Frauen verlieren Halbfinale

Die Handballerinnen der SG ASC/VfV Spandau unterliegen im Final-Four dem späteren Pokalsieger Berliner TSC.

Drei Oberligisten und ein Drittligist hatten sich für die Halbfinalpartien um den Berliner Pokal am Samstag im Horst-Korber-Zentrum qualifiziert. Bei Auslosung der Begegnungen erwischten die Spandauerinnen dabei mit dem eine Klasse höher spielenden TSC den scheinbar schwersten Gegner. Dementsprechend angespannt traten Mannschaft sowie Fangemeinde auch den Weg nach Charlottenburg an.

Die 1. Frauenmannschaft der SG ASC/VfV Spandau unterlag im Pokalhalbfinale.

Die 1. Frauenmannschaft der SG ASC/VfV Spandau unterlag im Pokalhalbfinale.

Schneller Rückstand

Fast erwartungsgemäß geriet das Team schnell mit 3:7 in Rückstand, doch bevor die Hoffnungen schwinden konnten, drehte sich das Spiel. Nach einer frühen Auszeit von Trainer Henry Germann wurde sogar der 10:10 Ausgleich erzielt bevor sich der Favorit dann mit dem Halbzeitpfiff und einer erneuten Dreitoreführung in die Pause rettete. In Durchgang zwei drehten die Spandauerinnen mit Unterstützung des zahlreichen und lautstarken Anhangs noch ein Mal auf und schafften wiederholt mit 17:17 den Ausgleich. Trotz einer couragierten Leistung setzte sich am Ende jedoch der Berliner TSC mit 28:23 durch und wurde am Sonntag Pokalsieger.
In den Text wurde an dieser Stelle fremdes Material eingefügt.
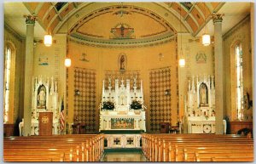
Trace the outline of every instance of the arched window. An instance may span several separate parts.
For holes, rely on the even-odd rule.
[[[10,87],[10,67],[11,67],[11,54],[12,50],[10,48],[6,48],[5,52],[5,67],[4,67],[4,113],[3,113],[3,122],[9,122],[9,87]]]
[[[243,119],[242,49],[241,43],[235,46],[236,102],[237,118]]]

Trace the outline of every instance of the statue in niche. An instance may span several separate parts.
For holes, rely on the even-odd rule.
[[[205,106],[208,104],[208,96],[207,96],[207,87],[206,84],[202,83],[200,86],[200,105],[201,106]]]
[[[44,85],[39,87],[38,91],[38,108],[45,108],[46,105],[46,89]]]
[[[125,54],[120,54],[119,57],[119,65],[120,71],[125,71],[126,67],[126,55]]]

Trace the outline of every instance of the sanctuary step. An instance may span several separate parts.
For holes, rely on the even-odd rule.
[[[123,150],[125,149],[122,149]],[[148,161],[140,151],[106,152],[102,161]]]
Oftmals stand das junge Schiedsrichtergespann im Mittelpunkt.

Oftmals stand das junge Schiedsrichtergespann im Mittelpunkt.

Wenig Pokalatmosphäre

Insgesamt hat das Final-Four-Turnier des Berliner Handballverbandes wenig Glanz zu bieten, so wird die 5000 Menschen umfassende Halle seit zwei Jahren mittels grauer Trennwand geteilt und somit die nie mehr als 500 Zuschauer auf einer Tribüne gebündelt. Eine schlechte Akustik und selten spannende Spiele lassen zudem wenig Pokalatmosphäre aufkommen. Auch dem jungen Schiedsrichtergespann, welches die Partie der SG ASC/VfV leitete, tat man mit deren Ansetzung sicherlich keinen Gefallen. Um dem Turnier seinem Stellenwert gerecht zu werden, sollten die Partien eher von erfahrenen Gespannen geleitet werden und nicht ausschließlich als Auszeichnung der Jungschiedsrichter verstanden werden.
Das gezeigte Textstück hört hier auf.